SINGAPORE - Offshore and marine (O&M) group Ezion Holdings could raise up to S$50 million through a placement of shares and options to its first strategic investor in this prolonged industry downturn.
On Wednesday (April 4), Temasek-linked Pavilion Capital Fund Holdings (Pavilion) agreed to take a 4.43 per cent stake in Ezion by buying 96.2 million shares at 20.8 Singapore cents apiece, or S$20 million in total. Net proceeds from the share placement will be about S$19.6 million.
Pavilion will also receive, for a nominal sum of one dollar, 137.6 million options that may be converted into Ezion shares at 21.8 Singapore cents per Ezion share. If the options are fully exercised, Ezion will receive an additional S$30 million of gross proceeds, and Pavilion will hold a 10.13 per cent stake of Ezion's enlarged share capital. Net proceeds from the options, if fully exercised, will be about S$29.4 million.
Ezion shares are currently suspended.
The proposed investment in Ezion marks Pavilion's second foray into the O&M space in the current sector downturn. In February, Pavilion Capital Holdings, a related company, emerged as a new shareholder of Marco Polo Marine, although that interest was subsequently pared.
Ezion intends to draw between S$11.6 million and S$13.6 million of the net proceeds from the share placement for expansion of its business, including capital contributions or investments into joint ventures or partnerships.

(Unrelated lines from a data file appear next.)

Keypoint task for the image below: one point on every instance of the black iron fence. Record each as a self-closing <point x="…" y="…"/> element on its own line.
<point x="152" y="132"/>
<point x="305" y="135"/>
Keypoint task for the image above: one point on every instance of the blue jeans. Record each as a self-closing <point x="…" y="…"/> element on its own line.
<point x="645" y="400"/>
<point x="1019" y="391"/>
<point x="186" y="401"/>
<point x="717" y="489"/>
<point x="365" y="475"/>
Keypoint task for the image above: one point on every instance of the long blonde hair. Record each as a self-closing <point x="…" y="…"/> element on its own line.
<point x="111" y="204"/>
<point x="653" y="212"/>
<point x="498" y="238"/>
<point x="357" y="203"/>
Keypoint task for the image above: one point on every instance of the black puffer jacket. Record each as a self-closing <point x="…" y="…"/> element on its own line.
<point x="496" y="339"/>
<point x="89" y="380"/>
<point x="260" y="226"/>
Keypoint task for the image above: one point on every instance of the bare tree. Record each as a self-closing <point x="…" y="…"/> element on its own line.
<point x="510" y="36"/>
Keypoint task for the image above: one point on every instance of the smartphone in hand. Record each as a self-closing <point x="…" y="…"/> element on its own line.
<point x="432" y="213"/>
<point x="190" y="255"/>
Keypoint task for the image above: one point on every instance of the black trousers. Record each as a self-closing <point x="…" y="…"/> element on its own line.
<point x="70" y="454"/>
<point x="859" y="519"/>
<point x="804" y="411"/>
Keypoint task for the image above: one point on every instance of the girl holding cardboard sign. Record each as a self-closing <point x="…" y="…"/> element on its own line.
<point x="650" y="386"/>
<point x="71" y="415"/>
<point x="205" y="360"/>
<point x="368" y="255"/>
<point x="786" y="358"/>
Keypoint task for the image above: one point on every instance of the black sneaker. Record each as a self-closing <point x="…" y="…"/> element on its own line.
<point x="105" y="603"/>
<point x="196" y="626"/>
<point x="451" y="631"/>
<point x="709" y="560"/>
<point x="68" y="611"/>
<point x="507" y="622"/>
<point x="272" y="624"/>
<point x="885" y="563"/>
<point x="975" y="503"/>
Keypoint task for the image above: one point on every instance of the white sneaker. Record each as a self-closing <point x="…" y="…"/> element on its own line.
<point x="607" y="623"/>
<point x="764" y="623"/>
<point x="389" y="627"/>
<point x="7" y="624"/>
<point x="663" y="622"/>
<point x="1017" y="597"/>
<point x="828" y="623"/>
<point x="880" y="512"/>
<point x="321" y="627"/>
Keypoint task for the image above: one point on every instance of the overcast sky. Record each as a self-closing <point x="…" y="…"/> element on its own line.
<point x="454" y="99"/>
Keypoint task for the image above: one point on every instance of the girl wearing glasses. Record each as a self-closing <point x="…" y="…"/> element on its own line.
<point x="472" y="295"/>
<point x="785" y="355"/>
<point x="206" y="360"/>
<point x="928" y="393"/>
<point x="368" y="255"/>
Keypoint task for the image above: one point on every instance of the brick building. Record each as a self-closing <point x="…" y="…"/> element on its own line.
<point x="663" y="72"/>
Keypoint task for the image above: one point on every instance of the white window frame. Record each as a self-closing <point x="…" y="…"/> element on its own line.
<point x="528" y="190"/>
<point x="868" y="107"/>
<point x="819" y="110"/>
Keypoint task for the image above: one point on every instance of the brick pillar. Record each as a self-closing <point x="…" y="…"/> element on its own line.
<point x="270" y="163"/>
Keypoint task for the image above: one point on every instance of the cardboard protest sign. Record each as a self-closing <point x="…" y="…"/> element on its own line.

Another S$6 million to S$6.1 million will go to repaying secured lenders for certain contributions towards corporate overheads and coupon payments for some S$115 million notes issued by Ezion.
A balance of up to S$1.9 million will be used to meet working capital requirements.
Proceeds from the options may go towards funding pursuit of new business opportunities including capital contributions or investments into joint ventures or partnerships with strategic partners.
Ezion recently emerged from a months-long debt refinancing exercise having secured support from stakeholders to convert debt to shares.